Der Unverbogene: Bernie Sanders ist Hillary Clintons Hauptrivale
Manassas (US-Bundesstaat Virginia) · Im Wahlkampf mit Bernie Sanders: Aus den Lautsprechern dröhnt Neil Young, ein Song aus dem Jahr 1989, auf der Bühne klingt Hillary Clintons linker Rivale genauso, wie er damals schon klang. Nichts an ihm ist modern, nichts wirkt einstudiert, und gerade das gefällt seinen jungen Anhängern.
Manassas (US-Bundesstaat Virginia). "Keep on rockin‘ in the free world", dröhnt es aus den Lautsprechern. Neil Young singt von der Frau in der Nacht, unter einer alten Straßenlaterne in der Nähe einer Mülltonne, die ihr Baby zur Seite legt für den nächsten Stoß. Es ist das Lied, zu dessen Klängen Bernie Sanders die Bühnen betritt, auch diese hier, ein schnell gezimmertes Podium auf einer Wiese in Manassas. Im Unterschied zu Donald Trump, bei dem Young protestierte, weil der Bauunternehmer den Klassiker zum Kandidatenstart einspielen ließ, ohne um Erlaubnis zu bitten, hat Sanders nicht nur das grüne Licht des Rockbarden, er hat auch dessen politische Unterstützung. Vielleicht auch, weil das, was er sagt, 1989, als der Titel Premiere hatte, im Kern schon genauso klang wie heute. Sanders, der Unverbogene. Das Urgestein.
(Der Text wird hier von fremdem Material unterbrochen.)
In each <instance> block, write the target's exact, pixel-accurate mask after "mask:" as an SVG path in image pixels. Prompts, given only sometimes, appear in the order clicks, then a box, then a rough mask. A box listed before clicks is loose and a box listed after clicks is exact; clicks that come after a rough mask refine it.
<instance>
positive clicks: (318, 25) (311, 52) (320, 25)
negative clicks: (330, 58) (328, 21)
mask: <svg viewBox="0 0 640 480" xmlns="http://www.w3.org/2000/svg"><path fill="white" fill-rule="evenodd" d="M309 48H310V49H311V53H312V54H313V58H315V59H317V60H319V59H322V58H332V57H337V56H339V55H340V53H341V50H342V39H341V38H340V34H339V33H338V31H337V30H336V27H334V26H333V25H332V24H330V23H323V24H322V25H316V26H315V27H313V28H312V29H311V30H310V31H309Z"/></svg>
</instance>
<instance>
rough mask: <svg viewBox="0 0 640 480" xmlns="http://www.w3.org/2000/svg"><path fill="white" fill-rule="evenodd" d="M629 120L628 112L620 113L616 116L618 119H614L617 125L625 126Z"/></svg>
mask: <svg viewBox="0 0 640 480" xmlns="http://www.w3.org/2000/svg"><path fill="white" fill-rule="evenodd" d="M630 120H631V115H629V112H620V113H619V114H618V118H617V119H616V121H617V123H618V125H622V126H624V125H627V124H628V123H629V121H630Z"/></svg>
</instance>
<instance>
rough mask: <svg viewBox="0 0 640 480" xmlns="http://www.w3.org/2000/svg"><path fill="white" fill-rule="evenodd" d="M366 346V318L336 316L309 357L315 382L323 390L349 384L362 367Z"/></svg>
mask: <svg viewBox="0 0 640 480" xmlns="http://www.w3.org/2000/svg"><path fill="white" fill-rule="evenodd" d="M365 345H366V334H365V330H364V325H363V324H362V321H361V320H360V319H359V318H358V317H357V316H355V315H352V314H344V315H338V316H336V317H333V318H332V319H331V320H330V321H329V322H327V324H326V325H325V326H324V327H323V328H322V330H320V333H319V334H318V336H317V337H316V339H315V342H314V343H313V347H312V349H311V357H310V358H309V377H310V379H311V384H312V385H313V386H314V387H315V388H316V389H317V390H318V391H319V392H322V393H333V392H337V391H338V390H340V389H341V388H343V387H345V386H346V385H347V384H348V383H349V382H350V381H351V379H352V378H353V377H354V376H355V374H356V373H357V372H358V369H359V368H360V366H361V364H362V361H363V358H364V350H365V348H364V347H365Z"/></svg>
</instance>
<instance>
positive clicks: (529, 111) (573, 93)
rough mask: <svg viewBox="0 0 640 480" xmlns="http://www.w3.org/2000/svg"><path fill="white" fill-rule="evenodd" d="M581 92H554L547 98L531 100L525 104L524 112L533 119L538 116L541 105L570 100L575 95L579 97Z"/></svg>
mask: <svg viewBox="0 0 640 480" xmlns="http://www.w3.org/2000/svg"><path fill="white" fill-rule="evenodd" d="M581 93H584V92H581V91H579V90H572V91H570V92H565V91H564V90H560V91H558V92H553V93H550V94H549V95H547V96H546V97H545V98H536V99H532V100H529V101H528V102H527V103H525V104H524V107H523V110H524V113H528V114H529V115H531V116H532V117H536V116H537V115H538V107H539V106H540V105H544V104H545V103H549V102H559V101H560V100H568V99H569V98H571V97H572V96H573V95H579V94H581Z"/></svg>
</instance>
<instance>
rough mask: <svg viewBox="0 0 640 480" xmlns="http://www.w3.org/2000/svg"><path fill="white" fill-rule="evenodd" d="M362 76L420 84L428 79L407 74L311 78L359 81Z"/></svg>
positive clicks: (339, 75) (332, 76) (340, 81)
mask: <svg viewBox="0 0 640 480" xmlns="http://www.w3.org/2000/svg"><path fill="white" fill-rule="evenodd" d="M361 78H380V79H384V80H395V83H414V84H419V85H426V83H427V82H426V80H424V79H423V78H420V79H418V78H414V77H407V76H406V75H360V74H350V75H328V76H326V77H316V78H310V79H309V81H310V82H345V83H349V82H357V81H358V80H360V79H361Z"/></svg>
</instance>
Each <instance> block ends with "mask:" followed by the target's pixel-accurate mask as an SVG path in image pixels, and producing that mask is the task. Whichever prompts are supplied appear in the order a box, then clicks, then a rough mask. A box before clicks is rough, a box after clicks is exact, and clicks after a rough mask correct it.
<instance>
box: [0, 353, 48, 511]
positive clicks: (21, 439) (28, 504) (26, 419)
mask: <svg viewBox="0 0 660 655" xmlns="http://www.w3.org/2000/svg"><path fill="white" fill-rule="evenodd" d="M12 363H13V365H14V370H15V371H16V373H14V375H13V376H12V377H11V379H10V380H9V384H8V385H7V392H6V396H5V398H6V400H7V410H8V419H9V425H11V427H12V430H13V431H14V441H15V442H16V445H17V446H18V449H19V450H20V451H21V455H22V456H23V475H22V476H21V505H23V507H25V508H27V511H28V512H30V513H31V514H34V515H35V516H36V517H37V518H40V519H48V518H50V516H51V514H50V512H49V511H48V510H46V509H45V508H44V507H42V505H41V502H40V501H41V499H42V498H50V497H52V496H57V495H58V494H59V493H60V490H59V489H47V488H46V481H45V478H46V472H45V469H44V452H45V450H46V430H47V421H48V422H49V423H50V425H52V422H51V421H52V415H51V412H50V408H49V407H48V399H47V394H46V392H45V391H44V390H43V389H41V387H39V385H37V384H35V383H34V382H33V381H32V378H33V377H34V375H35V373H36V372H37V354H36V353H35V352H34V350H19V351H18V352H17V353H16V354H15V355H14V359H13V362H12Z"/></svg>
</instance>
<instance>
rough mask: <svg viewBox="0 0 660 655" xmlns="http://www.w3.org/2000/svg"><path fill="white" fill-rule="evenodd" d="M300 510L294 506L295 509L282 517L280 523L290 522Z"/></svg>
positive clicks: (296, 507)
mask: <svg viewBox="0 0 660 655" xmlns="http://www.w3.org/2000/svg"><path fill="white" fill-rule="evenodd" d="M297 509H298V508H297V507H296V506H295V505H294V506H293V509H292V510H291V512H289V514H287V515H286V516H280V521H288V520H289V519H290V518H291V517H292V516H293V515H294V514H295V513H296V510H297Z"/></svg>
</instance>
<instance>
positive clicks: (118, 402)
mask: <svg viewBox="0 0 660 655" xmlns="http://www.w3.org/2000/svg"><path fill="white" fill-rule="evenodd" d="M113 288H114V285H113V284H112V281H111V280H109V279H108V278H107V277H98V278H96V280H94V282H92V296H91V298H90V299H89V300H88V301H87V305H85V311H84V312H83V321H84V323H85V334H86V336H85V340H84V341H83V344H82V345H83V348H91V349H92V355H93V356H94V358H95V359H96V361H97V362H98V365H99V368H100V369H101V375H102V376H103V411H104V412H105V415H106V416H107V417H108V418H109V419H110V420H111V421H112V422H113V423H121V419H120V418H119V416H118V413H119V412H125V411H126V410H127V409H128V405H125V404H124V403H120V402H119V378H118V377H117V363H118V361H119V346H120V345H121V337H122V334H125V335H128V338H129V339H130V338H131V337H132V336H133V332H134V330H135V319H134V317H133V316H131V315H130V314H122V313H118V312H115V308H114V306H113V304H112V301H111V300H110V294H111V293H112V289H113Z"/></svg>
Der Kampagnenmarathon hat seiner Stimme zugesetzt, bisweilen klingt sie, als habe er mit Kieselsteinen gegurgelt. Mancher vergleicht es mit Charme alter Schallplatten, die sich kratziger anhören, aber auch interessanter als perfekte Tontechnik. Mit wehendem weißen Haar steht der 74-jährige Senator am Pult, oft hebt er den Zeigefinger, um ihn zornig niedersausen zu lassen (TV-Foto: Frank Herrmann). Seine Rede dauert länger als eine Stunde, und Anekdoten aus dem eigenen Leben, wie sie eigentlich Standard sind in amerikanischen Wahlkämpfen, fehlen darin. Nichts an ihm ist modern, und gerade das mag Erica Bays, Physikstudentin im zweiten Studienjahr. "Mir muss keiner Unterhaltung bieten. Bei Bernie weißt du, der Mann ist echt."
Keiner sagt Sanders oder gar Senator Sanders, alle reden nur von Bernie. Der Älteste des Bewerberfelds kann sich, so jedenfalls der optische Eindruck in Manassas, auf die jüngste Anhängerschaft stützen. Nur: Nahezu alle Gesichter sind weiß, obwohl es hier, im Norden Virginias, an Afroamerikanern oder Hispanics nicht mangelt.
"Wir sind die reichste Nation in der Geschichte der Welt. Aber nur sehr wenige Menschen spüren das", ruft der Kandidat. In keinem anderen entwickelten Land sei das Einkommen derart ungleichmäßig verteilt.
Erica Bays spricht vom Obama-Effekt, manches erinnert sie an das Vorwahlduell 2008, in dessen Verlauf Barack Obama an der Favoritin Hillary Clinton vorbeizog. Ernüchtert durch das Fiasko im Irak suchten die Amerikaner im Allgemeinen und die Demokraten im Besonderen die größtmögliche Alternative zu George W. Bush. Sie fanden sie in Obama, der glaubwürdiger wirkte, hatte er doch schon vor der Invasion gewarnt, als Clinton sie noch befürwortete. Diesmal ist es Sanders, der einer nach links gerückten Parteibasis aus dem Herzen spricht.